Thursday, April 10, 2014

TSL Chapter 26 -- Unselfishness

Summary


Worms has (apparently) asked if courtship is the time for sowing seeds that will blossom ten years hence, into "domestic hatred."

Yes! Answers Screwtape, Yes! In the glow of love, humans will establish unsustainable relationship rules and then, when the "erotic" attraction dims, they'll grow to hate one another. Screwtape points, specifically, to the grand problem of "Unselfishness."

Basically each party aspires to put the other party's desires first and take semi-secret credit for being 'unselfish' -- and then: resentment! And dishonesty, and so-on.

Screwtape draws some kind of fine distinction between the demon-born negative of 'unselfishness' and the Godly virtue of Charity -- presumably Charity is sincere, but at any rate, he concludes with a slight, allusive non-sequitur: the hope that Slumtrimpet can do something about the Young Woman's "sense of the ridiculous."

Thoughts

Charity v. Unselfishness seems like a fairly fine semantic distinction, but the point here is reasonable: be Charitable (sincerely) or at least be up front about it. And don't expect anyone to be as Unselfish or Charitable as they are at the beginning of a relationship.

And I want to give Lewis credit for focusing on unrealistic expectations of others rather than preaching an unrealistic level of Charity in his readers.

It's one thing not to live up to our expectations of ourselves, but another (worse) thing to hold others to an unreasonable standard.
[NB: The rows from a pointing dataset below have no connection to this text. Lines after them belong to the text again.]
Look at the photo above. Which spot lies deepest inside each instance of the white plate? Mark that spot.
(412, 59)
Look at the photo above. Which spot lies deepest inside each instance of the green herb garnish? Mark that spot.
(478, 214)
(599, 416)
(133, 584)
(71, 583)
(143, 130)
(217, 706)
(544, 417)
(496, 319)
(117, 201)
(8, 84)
One other thought: reading Screwtape's unconsidered gender essentialism -- something I suspect would have been utterly common sense in its day -- is a bit amusing to modern ears, especially the bit where he notes that even an advanced Christian woman will make an unholy nag of herself and a similarly advanced Christian man won't get off his ass to help anyone. I suspect this this sort of thing makes for brilliant ammunition in a properly Christian household.